Hybrid development loading optimization: page preloading
To jump from the native ArkUI page to the Fluter page, you need to initialize the Flutter engine first (this process takes a long time), and then render the first frame page, which will cause obvious lag.
Developers can manually call the Flutter engine initialization API in advance to solve this lag problem. For example, when the user touches, the Flutter engine is initialized synchronously, and when the user raises his hand, the Flutter page can be immediately jumped to, and the whole process will be more streamlined.
Performance test
By preloading, half of the jump time can be saved. Compared with the Skia solution, Impeller's transition smoothness is significantly improved.

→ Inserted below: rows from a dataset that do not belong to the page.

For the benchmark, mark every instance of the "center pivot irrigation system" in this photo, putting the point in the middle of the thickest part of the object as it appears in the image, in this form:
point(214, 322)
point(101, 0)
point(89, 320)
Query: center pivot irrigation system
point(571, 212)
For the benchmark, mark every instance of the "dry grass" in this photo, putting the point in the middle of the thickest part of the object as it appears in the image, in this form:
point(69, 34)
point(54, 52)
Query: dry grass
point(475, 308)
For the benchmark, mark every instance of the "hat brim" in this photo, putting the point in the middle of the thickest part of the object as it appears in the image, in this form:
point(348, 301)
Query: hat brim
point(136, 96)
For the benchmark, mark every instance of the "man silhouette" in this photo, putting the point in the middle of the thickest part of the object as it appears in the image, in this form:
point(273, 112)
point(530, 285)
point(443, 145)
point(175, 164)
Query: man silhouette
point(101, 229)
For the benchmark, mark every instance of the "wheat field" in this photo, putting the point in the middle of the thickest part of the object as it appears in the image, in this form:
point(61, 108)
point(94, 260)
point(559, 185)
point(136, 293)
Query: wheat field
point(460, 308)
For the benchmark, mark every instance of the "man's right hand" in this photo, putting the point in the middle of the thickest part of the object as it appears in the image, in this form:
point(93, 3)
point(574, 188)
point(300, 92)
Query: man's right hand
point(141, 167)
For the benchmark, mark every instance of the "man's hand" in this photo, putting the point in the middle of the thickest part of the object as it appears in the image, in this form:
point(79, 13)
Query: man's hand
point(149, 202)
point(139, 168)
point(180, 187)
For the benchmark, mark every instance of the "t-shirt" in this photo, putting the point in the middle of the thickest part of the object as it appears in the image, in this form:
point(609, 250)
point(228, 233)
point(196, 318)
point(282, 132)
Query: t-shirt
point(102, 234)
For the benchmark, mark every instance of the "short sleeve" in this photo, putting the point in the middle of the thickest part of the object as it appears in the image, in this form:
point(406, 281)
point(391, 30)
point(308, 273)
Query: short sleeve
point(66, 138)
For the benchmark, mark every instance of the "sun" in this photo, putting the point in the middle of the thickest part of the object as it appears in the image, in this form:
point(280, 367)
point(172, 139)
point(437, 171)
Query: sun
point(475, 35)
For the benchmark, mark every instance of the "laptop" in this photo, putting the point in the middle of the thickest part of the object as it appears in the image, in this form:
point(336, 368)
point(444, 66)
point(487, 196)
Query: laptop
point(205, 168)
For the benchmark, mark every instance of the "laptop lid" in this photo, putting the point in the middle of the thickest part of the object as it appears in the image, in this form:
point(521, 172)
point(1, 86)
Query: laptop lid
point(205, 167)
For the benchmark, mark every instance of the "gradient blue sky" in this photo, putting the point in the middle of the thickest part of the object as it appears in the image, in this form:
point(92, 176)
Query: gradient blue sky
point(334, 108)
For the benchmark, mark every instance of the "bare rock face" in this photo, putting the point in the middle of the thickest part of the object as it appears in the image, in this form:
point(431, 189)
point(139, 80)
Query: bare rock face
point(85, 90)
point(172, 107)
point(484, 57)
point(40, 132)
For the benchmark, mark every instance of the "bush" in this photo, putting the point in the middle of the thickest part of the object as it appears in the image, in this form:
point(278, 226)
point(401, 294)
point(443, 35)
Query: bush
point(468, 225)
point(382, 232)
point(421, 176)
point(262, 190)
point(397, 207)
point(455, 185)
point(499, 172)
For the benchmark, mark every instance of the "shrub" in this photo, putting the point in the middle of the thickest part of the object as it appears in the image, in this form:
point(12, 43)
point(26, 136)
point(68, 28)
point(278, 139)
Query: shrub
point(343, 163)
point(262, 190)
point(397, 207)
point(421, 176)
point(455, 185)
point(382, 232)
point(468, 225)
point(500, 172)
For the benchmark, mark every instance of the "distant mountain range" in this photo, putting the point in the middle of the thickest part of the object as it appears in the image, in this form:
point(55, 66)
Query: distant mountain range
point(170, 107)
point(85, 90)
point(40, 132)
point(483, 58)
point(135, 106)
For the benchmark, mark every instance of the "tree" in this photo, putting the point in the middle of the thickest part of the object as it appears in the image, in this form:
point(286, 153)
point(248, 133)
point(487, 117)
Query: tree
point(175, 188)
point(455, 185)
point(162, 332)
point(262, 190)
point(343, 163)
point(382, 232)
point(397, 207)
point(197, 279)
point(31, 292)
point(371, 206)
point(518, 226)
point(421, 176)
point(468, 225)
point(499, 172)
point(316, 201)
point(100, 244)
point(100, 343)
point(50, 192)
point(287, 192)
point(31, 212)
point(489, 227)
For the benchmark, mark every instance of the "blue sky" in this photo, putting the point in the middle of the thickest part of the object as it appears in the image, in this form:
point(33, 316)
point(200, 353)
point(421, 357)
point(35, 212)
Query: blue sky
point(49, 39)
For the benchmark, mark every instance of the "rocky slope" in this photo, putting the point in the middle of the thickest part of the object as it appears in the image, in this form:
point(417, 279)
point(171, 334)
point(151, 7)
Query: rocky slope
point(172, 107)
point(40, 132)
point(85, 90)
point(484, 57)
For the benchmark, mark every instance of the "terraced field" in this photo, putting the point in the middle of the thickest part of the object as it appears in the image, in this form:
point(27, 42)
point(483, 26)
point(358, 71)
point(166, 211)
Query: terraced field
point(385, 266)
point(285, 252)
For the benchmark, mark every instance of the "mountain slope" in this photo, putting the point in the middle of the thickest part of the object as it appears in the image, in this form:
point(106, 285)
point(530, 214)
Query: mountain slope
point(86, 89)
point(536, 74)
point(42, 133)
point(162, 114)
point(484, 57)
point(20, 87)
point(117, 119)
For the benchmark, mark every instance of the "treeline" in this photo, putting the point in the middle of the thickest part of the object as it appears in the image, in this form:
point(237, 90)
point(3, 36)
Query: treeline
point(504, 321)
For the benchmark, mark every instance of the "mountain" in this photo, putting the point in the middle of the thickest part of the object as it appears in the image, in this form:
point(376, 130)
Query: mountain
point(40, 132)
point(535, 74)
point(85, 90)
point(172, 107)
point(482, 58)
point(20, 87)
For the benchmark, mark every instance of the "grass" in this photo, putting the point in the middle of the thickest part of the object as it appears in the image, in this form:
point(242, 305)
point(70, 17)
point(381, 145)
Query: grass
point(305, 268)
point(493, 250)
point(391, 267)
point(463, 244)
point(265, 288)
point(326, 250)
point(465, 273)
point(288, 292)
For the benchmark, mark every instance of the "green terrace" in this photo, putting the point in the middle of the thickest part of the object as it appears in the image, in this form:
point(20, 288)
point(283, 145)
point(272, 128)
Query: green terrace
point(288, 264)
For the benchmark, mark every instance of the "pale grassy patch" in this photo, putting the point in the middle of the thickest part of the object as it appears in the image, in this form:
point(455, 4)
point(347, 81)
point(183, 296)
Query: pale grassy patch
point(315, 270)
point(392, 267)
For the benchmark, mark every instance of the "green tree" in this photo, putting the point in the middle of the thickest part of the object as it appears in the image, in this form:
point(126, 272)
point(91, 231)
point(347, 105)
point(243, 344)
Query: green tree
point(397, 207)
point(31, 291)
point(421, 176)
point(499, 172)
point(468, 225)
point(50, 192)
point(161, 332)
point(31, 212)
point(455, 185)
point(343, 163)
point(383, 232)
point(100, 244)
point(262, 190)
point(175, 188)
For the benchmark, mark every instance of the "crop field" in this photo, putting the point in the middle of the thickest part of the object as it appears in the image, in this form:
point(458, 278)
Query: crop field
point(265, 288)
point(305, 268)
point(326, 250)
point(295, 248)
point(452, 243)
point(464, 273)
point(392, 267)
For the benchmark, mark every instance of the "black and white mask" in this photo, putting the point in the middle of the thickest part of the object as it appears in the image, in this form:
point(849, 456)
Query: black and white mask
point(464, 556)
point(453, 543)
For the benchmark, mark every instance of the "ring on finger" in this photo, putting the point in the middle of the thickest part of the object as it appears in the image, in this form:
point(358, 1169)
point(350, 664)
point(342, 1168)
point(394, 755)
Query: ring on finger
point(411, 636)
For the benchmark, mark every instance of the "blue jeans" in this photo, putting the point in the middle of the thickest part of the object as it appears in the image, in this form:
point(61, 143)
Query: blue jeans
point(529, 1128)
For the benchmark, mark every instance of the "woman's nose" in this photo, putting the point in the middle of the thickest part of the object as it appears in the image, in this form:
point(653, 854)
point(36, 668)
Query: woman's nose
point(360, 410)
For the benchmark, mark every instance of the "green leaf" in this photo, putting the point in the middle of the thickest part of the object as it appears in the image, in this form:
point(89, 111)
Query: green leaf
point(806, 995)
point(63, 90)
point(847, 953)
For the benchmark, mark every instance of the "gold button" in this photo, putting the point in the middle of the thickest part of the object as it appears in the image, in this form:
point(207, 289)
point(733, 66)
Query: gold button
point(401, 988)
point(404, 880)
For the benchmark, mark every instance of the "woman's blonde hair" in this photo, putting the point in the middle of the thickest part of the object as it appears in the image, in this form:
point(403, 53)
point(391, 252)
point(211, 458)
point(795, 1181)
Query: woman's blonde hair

Compared with the Skia solution, the Impeller solution performs better in performance.
The future of Harmony Flutter
The Harmony Flutter adaptation team is led by Huawei, and plans to launch 1-2 relatively large versions every year. These two major versions are achieved by forking the official main version at that time. As for whether the Harmony adaptation part can be merged into the official Flutter, it depends on Google's attitude.
Combined with the launch of Flock, the community version of Flutter some time ago, the author is optimistic. Although Google's progress in Flutter updates is slow, the community version brings a lot of imagination. The coexistence of multiple SDK versions does not mean division, and competition brings more vitality. This can be referred to Java. In addition to OracleJDK led by Oracle, there are more than a dozen community versions such as OpenJDK and AdoptOpenJDK.
In addition to the existing plug-in development method, Harmony Flutter plans to launch a lower-cost solution, that is, through a unified interface description, automatically generate calling codes for each end, saving developers the coding work.
Summary
As a popular cross-platform framework, Flutter is the general trend to support Harmony. Huawei's participation has brought strong momentum to the Flutter community.
Judging from the feedback from all parties, Flutter should be the best adaptation solution after ArkTs.
Whether it is the official, the open source community, or the vast number of developers, there is a strong demand for Flutter.
HarmonyOS hopes that more applications will be adapted to Harmony as soon as possible, and developers or manufacturers also hope to be available as quickly as possible at a lower cost; ArkTS still has a lot of room for improvement. Take hot reload as an example. Flutter is already far ahead in terms of ease of use, stability and maturity.For platform-specific features, such as various Picker components and permission-free buttons in Harmony, this is the unique advantage of native languages, just like on other platforms.
Although Flutter's Harmonyization has achieved initial results, and many third-party Flutter applications have also been quickly adapted and available, it still takes a lot of time to build an ecosystem, and third-party libraries need to be jointly built and shared.
Harmony has a promising future, and Flutter's Harmonyization has brought fresh blood to this long-dormant framework.